I don't think so because $\rightarrow ,\vee$ are distinct logical connectives and types ($\neg A$ is shorthand for $A \rightarrow \bot$ in intuitionistic logic, but if I'm not mistaken, a seperate type in classical logic). In particular,as the type theory is concerned, separate constructor/eliminator rules will apply to $A\rightarrow B$ and $B \vee \neg A$.
I'm unconvinced and sense a contradiction (they look the same but are built differently). Can someone explain what I'm missing?
Deduction Theorem
I've gone through these questions: related question 1 ,related question 2 but don't seem to quite get it.
So long rules of weakening and modus ponens are part of the logic, it seems easy to prove $A \vdash B$ from $\vdash A \rightarrow B$. Is it therefore only in the other direction that the deduction theorems can fail (if $A \vdash B$ then $\vdash A \rightarrow B$)?
When the deduction theorem does fail, where exactly does it fail in the proof? The base step or the inductive step?
Best Answer
"Does this mean implication is superfluous shorthand?"
No. Implication might come as a pre-assumed notion. It can qualify as a superfluous shorthand in a system where the meaning of implication is not pre-assumed. But, that all depends on the system at hand.
"So long rules of weakening and modus ponens are part of the logic, it seems easy to prove A⊢B from ⊢A→B."
Yes, that's true. Also, you can prove it just from modus ponens.
"Is it therefore only in the other direction that the deduction theorems can fail (if A⊢B then ⊢A→B)?"
No. Logical systems for classical propositional calculus without modus ponens do exist. John Halleck's page indicates that Jean Porte described such a system a while back. If modus ponens fails, you don't have the first direction.
"When the deduction theorem does fail, where exactly does it fail in the proof? The base step or the inductive step?"
It can fail in either step. I'll note that your source on The Deduction Theorem uses an axiomatic context. Suppose we have some system with modus ponens still in place.
First, suppose that the well-formed formula (A -> (B -> A)) does not qualify as provable in the system. Then, the part of the meta-proof for the base case does not go through. This is the case in relevance logic.

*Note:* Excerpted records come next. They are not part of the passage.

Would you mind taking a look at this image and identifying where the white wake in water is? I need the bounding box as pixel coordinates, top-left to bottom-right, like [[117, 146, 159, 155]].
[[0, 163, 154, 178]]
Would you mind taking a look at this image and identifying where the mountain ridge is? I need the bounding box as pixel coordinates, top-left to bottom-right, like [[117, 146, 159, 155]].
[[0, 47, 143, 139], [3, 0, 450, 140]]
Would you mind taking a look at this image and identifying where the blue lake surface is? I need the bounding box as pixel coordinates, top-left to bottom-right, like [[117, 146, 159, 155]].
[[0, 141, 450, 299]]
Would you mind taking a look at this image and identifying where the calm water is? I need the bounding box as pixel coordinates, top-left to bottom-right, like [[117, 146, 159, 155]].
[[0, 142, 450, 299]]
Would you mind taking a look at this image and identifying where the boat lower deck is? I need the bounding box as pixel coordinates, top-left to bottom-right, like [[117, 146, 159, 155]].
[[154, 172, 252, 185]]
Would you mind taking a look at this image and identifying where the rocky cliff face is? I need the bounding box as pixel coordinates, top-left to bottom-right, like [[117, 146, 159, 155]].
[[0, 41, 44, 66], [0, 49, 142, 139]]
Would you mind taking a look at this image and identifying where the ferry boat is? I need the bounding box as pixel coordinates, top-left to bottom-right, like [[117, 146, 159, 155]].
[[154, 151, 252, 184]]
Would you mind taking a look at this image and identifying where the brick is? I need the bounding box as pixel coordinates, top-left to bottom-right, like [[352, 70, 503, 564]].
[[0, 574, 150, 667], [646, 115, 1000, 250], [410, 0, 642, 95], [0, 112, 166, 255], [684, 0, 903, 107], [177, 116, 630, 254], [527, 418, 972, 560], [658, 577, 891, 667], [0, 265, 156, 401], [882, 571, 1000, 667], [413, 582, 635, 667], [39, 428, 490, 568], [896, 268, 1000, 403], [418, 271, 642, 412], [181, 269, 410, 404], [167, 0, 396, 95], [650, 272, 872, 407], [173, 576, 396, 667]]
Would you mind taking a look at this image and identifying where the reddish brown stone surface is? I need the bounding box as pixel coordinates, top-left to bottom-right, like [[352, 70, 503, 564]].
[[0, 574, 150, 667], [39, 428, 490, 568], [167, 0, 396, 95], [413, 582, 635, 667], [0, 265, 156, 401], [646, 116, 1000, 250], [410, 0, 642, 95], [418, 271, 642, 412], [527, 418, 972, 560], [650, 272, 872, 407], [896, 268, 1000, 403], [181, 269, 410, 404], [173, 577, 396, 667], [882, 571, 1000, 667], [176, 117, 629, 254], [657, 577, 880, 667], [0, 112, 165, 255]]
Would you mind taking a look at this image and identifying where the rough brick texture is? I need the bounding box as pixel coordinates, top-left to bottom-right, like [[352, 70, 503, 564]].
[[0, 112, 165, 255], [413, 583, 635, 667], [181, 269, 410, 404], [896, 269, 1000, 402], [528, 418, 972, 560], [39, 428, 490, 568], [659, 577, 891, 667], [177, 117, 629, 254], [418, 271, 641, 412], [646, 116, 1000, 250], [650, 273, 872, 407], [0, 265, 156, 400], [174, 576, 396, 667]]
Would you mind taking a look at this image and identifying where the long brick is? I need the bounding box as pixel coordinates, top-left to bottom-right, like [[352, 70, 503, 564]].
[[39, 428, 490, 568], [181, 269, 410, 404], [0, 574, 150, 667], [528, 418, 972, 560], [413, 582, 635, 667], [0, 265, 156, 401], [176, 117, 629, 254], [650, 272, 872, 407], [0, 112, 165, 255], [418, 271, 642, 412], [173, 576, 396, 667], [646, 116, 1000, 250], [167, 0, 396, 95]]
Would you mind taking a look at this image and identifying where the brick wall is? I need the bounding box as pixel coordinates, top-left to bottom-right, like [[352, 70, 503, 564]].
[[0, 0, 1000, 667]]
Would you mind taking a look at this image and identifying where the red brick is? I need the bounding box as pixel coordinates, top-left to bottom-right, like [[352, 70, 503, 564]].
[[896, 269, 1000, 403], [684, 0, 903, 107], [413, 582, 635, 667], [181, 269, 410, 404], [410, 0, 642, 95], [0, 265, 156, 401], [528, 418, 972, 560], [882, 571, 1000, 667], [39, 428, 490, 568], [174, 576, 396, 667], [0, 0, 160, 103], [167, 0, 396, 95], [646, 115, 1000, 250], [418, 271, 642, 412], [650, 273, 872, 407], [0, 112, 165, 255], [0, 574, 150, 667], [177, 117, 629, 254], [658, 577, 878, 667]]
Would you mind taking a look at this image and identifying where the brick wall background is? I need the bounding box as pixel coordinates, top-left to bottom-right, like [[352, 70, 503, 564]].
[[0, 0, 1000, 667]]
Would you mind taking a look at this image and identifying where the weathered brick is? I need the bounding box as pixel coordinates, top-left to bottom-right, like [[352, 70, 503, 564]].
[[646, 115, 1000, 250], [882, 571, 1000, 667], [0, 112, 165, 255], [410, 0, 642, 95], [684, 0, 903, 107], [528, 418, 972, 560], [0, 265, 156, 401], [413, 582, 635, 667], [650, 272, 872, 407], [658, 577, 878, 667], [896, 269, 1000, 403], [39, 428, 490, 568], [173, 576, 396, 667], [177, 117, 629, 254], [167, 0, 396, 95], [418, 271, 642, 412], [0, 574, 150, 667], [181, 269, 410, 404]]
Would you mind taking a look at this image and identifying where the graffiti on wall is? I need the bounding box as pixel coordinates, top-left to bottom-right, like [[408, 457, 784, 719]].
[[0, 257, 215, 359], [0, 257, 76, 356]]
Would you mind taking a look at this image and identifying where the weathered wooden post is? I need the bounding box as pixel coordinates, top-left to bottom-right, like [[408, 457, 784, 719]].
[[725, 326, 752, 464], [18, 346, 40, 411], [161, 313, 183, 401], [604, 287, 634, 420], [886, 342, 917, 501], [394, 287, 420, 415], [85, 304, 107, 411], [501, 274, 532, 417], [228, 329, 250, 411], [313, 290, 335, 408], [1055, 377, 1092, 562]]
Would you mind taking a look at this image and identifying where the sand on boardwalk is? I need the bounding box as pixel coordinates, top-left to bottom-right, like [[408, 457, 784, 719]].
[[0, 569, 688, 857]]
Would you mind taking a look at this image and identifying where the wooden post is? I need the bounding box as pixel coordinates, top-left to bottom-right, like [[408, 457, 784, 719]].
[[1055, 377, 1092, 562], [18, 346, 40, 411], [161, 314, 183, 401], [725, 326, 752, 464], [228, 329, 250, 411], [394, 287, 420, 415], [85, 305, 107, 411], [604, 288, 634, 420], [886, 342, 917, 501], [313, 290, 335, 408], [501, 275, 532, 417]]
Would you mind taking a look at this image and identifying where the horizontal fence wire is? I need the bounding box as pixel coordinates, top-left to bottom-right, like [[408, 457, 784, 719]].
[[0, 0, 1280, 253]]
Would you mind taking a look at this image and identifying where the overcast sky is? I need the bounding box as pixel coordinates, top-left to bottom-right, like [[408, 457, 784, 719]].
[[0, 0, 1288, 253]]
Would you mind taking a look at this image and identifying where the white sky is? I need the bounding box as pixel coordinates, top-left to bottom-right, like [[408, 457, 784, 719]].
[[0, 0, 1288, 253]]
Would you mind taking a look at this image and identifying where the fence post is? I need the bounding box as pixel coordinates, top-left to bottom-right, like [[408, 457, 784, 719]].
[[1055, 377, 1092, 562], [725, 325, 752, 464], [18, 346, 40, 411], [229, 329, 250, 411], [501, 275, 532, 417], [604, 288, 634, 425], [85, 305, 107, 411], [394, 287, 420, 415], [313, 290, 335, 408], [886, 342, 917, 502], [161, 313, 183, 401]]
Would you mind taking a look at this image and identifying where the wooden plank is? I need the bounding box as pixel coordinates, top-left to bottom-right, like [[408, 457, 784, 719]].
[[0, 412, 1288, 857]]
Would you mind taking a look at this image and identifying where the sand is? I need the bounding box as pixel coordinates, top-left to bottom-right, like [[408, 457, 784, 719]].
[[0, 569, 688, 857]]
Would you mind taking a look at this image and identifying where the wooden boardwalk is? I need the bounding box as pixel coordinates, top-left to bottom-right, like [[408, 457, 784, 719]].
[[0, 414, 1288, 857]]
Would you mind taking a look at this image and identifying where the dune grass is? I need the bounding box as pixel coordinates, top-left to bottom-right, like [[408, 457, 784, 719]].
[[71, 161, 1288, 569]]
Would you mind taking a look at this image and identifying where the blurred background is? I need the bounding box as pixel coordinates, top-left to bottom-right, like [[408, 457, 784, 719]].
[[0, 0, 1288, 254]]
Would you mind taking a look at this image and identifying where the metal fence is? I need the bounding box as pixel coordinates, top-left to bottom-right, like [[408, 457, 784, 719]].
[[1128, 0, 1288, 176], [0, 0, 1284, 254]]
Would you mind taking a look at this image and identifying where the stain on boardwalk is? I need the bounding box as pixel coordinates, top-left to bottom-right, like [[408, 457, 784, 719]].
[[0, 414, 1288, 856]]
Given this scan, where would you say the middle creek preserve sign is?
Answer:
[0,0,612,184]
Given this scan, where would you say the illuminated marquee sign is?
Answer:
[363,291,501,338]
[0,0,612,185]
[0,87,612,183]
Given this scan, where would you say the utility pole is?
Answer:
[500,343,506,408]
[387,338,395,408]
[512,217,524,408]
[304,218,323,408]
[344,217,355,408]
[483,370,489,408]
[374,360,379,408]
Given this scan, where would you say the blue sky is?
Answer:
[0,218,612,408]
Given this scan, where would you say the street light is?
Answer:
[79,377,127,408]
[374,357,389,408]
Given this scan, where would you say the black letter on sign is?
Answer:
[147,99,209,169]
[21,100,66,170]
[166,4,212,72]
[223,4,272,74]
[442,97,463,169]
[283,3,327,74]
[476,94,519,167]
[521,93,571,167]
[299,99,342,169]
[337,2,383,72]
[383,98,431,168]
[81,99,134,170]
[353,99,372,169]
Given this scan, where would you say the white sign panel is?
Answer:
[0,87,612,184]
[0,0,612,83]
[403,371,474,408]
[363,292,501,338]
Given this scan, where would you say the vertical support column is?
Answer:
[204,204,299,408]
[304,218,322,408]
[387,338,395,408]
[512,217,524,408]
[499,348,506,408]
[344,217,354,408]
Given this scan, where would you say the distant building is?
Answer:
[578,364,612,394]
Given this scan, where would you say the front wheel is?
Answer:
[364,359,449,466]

Second, suppose that the well-formed formula ((A -> (B -> C)) -> ((A -> B) -> (A -> C))) does not qualify as provable in the system, but (A -> (B -> A)) does qualify as provable. Then, the base case will go through, but then case iv. of the inductive step does not go through. This is the case in 3-valued Lukasiewicz logic, and in infinite-valued Lukasiewicz logic.